Quantum Fox Ventures Master Service Agreement (MSA)

MASTER SERVICE AGREEMENT (MSA)

BETWEEN:
QUANTUM FOX VENTURES INC., a corporation incorporated under the laws of Alberta, doing business as "KIO Sense" and/or "KIO Vending" (hereinafter referred to as "Service Provider" or "KIO")

AND:

THE CLIENT, as identified in the applicable Service Order (hereinafter referred to as "Client")

(Individually a "Party" and collectively the "Parties")

1. SCOPE AND STRUCTURE

1.1 Master Agreement. This Master Service Agreement ("Agreement") sets forth the general terms and conditions under which KIO will provide automated retail, micro-market, and food service solutions ("Services") to the Client. 1.2 Service Orders. Specific details regarding the location, equipment type, and financial model (e.g., Subsidy, Zero-Cost) will be set forth in a separate "Service Order" or "Location Agreement" signed by both Parties. In the event of a conflict between this MSA and a Service Order, the Service Order shall prevail. 1.3 Exclusivity. During the Term of this Agreement, Client grants KIO the exclusive right to install and operate automated food and beverage dispensing equipment (including vending machines, smart coolers, and micro-markets) within the designated areas of the Client’s premises ("Location"). Client shall not permit the installation of competing third-party equipment without KIO’s prior written consent.

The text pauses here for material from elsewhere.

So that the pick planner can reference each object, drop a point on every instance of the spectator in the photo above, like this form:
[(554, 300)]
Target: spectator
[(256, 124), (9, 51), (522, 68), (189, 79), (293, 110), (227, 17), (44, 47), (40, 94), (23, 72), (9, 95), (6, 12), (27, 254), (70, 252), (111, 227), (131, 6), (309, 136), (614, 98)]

2. INSTALLATION AND CLIENT OBLIGATIONS

2.1 Access and Premises. Client shall provide KIO with reasonable access to the Location for the purpose of installing, restocking, cleaning, and maintaining the Equipment. 2.2 Infrastructure (Power). Client shall provide, at its sole expense, a dedicated standard 110V electrical outlet necessary for the safe operation of the Equipment. KIO shall not be liable for product spoilage caused by building power outages or electrical interruptions. 2.3 Equipment Security. Client agrees to take reasonable precautions to protect the Equipment from vandalism, misuse, or intentional damage while located on its premises.

3. FINANCIAL TERMS AND PAYMENTS

3.1 Fees. Client shall pay KIO the fees specified in the Service Order (e.g., monthly subsidies or rental fees), if any. All invoices are due Net 30 days from the invoice date. 3.2 Inventory Shrinkage & Theft Policy. Client acknowledges that open-access retail systems operate on a trust-based model.

· (a) Shrinkage Allowance: KIO assumes a monthly inventory loss allowance (due to theft or user error) of up to 2.0% of the Cost of Goods Sold (COGS) for the specific Location.

· (b) Excess Liability: Any inventory loss exceeding this 2.0% threshold (as determined by KIO’s inventory audit) shall be deemed the responsibility of the Client and billed monthly at cost. This provision encourages the Client to maintain a secure environment in the breakroom area.

4. TITLE AND RISK OF LOSS

4.1 Ownership. All Equipment (including machines, coolers, kiosks, signage, and cabinetry) installed by KIO shall remain the sole and exclusive property of Quantum Fox Ventures Inc. 4.2 Insurance. KIO shall maintain a Commercial General Liability (CGL) insurance policy with a limit of not less than $5,000,000 CAD.

5. TERM AND TERMINATION

5.1 Initial Term. The Initial Term of this Agreement shall be as specified in the Service Order (defaulting to 36 months if not otherwise specified). This Agreement shall automatically renew for successive 12-month periods unless terminated in accordance with this Section. 5.2 Termination for Cause. Either Party may terminate this Agreement if the other Party materially breaches any term and fails to cure such breach within thirty (30) days of receiving written notice. 5.3 Early Termination Fee (Capex Recovery). If Client terminates this Agreement without cause prior to the expiration of the Initial Term, Client shall pay KIO an "Early Termination Fee" equal to the unamortized portion of the installation, setup, and equipment depreciation costs, plus reasonable equipment removal costs.

6. LIMITATION OF LIABILITY

6.1 Liability Cap. KIO’s total liability for any claim arising out of or relating to this Agreement shall not exceed the total amount paid by Client to KIO in the six (6) months preceding the claim, or the limit of the applicable insurance policy, whichever is greater. 6.2 Waiver. In no event shall KIO be liable for any indirect, incidental, or consequential damages (including loss of employee productivity).

7. GENERAL PROVISIONS

7.1 Governing Law. This Agreement shall be governed by and construed in accordance with the laws of the Province of Alberta and the federal laws of Canada applicable therein. The Parties hereby submit to the exclusive jurisdiction of the courts located in Calgary, Alberta. 7.2 Entire Agreement. This MSA, together with the applicable Service Order and Service Level Agreement (SLA), constitutes the entire agreement between the Parties.